5. Integration We knew from the start this would be the most challenging portion of this hackathon for us, with trying to find a way to get everything to connect nicely without too much lag or anything breaking. We tackled this by creating a pretty indepth map / plan on how everything was going to connect between the ultrasonic sensor, camera, the main controller, and the daw. We found ways to send information (OSC, loopMIDI), moved components around that would be able to send data faster (camera to laptop instead of on pi) to optimize, and we thoroughly discussed the gesture state machine. We did get pretty lucky sometimes with some integrations or data transfer systems working almost perfectly on the first try, but figuring it all out and actually implementing it took a lol of work.

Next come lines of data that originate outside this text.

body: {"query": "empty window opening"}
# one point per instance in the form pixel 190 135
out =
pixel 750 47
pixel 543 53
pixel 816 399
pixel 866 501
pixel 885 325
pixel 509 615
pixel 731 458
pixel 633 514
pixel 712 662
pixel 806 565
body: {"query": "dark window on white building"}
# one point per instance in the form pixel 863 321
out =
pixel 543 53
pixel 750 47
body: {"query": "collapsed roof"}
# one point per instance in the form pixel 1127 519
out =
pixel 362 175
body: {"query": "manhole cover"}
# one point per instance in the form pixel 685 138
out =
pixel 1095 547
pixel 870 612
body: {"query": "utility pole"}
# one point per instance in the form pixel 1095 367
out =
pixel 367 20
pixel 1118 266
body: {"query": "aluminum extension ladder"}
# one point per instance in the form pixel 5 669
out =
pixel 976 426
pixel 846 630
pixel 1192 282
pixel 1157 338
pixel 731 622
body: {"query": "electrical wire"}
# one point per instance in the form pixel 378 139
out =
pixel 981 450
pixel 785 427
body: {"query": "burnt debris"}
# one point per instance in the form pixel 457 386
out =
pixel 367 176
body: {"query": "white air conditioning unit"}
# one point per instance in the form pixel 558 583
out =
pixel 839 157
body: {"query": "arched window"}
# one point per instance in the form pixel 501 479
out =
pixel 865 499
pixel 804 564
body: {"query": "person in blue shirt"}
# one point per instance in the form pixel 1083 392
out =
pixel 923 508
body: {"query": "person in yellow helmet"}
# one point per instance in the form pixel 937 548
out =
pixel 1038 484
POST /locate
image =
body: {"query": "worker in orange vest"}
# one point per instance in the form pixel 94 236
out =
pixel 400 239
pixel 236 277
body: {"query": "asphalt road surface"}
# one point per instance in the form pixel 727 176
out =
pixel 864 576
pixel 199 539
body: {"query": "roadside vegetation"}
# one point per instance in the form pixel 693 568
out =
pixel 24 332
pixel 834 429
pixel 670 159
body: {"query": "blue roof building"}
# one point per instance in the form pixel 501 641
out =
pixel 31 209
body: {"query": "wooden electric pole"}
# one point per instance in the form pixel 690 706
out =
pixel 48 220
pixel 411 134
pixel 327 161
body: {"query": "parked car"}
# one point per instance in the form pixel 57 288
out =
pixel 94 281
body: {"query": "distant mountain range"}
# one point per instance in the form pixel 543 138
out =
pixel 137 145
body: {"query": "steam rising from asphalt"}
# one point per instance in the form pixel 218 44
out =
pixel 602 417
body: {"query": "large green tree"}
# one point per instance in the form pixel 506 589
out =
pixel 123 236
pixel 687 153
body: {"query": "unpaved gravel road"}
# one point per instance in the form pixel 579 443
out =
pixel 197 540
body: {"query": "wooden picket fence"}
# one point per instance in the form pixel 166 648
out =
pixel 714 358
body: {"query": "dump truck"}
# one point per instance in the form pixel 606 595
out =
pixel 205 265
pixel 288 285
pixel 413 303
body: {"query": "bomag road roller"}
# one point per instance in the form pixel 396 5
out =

Accomplishments that we're proud of

We’re proud that: we were able to incorporate hardware knowledge we previously learned in an actionable way, we were able to adapt to many challenges we faced both in hardware and software, we got to work with computer vision and have it work well for us, and last but not least that we were able to create not only a challenging project for us but one that remained incredibly fun to work on together incorporating music and technology!

What we learned

We learned a lot about how ports work whether it be for the OSC or loopMIDI port system we had for transferring data, more than we probably need to know about how Reaper DAW works, and about how to actually implement a custom voltage divider in a real system and not just learn it from a lecture or ideal lab. We got to work with libraries we hadn’t necessarily got to before, like the Open CV for hand stuff and got to slowly implement stuff one connection at a time to make sure nothing would just collapse on us.

What's next for Interactive DAW

There's definitely a lot that could be added to this. More instrument states being the first. We only had time to implement 4 states and only give some basic, but the most helpful, control to the user. However, more control can be given to the user, like mute/clear/undo, volume control, reverb/slow. We could definitely look into some cleanup in code, hardware, and gui and make some quality of life improvements for the system. Ideally being able to set this system up separate from a laptop and integrate with any DAW pretty easily is a huge goal. There's also plenty more potential to make this more than just hand controlled, being able to make music with dances or body movements is definitely a future possibility for this system.